イタリア語で12気筒を意味する“ドーディチ・チリンドリ(以下、12チリンドリと表記)”の開発が始まったのは、およそ4年前。当時、自動車産業界では電動化が注目されていて「12気筒エンジンはすぐに消えてなくなる」という見方が大勢を占めていた。
「そんな時代に新しい12気筒モデルの開発に着手することには大変な勇気が必要でした」と、フェラーリのマーケティング部門と販売部門を率いるエンリコ・ガリエラは、当時の状況をそう振り返った。

それでも12チリンドリを世に送り出したのは、12気筒エンジンがフェラーリにとって掛け替えのない存在だったからだ。ガリエラが続ける。「1947年にデビューしたフェラーリ初のモデルである125Sも12気筒を積んでいました。それ以来、私たちは常に12気筒を作り続けてきました」

812スーパーファストの後継モデルとなる12チリンドリには、フロントエンジン+後輪駆動の基本レイアウトが継承された。

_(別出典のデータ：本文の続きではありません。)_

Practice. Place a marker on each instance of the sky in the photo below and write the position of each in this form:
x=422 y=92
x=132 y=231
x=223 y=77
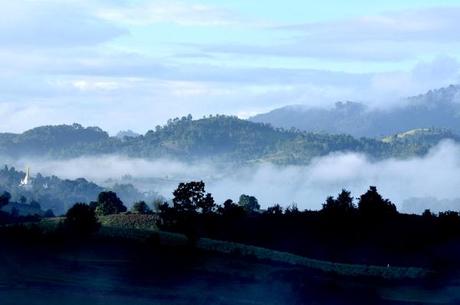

あえてミッドシップではなく、フロントエンジンとしたのは、乗員スペースや静粛性などを重視した結果。それでもフロントミッドシップとすることで48.4:51.6という理想的な重量配分を実現している(クーペの場合。後述するスパイダーは47.8:52.2)。

インテリアには「デュアル・コクピット・アーキテクチャー」を採用。メーターパネル周りのデザインを助手席側でも反復することで、ドライバーと近い感覚が味わえるという。

さらに、俊敏なハンドリングを実現するためにホイールベースを20mm短縮。これにより失われるスタビリティは、独立型4WSを用いることで克服したという。
独立型4WSは一般的な4WSとは異なり、左右の後輪を個別に制御できるもので、コーナリング中は外輪のみ操舵される。その理由としては、遠心力により外輪は内輪よりも接地荷重が大きいために十分な効果が得られるほか、2輪を同時に動かすよりも素早い制御が可能になることが挙げられる。

シートフレームはいかにも軽量そうなカーボン製だ。

注目のエンジンは812コンペティツィオーネ用をベースにすることで9500rpmの最高許容回転数を達成。最高出力は830psを絞り出し、0→100km/h加速は2.9秒と340km/h以上の最高速度を実現する。
そうした圧倒的なパフォーマンスとともに注目したいのが、そのデザインだ。V12エンジンをフロントミッドシップするゆえ、全体的なプロポーションはオーセンティックな仕上がりで、透明なカバーで覆われたヘッドライト周りを含め、1968年デビューの365GTB/4を想起させる。

もっとも、実車を目の当たりにすると古典的な印象は皆無で、強烈な未来感が伝わってくる。その最大の理由は、着色されたガラスルーフやリアウインドーを中心として大胆なグラフィックを描き出したことにある。とりわけリアウインドー周りの逆T字形をしたデザインは、チーフデザイナーのフラヴィオ・マンゾーニが「超音速旅客機にヒントを得たデルタウィング(三角翼)コンセプト」と呼ぶもので、クルマ全体のイメージを決定づけているように思える。

いっぽう、同時発表されたスパイダーは、ファストバックのリアウインドーに代えてヘッドレストから伸びるふたつのフェアリングが設けられている関係で“デルタウィング”は採用されず、比較的大人しいデザインとされた。
堅苦しい伝統の内側に留まることなく、常に新しい挑戦を試みることこそイタリアンデザインの本質。「懐古主義ではなく、最先端のデザインを生み出しました」マンゾーニのその言葉は、12チリンドリのコンセプトをそのまま体現しているように思えた。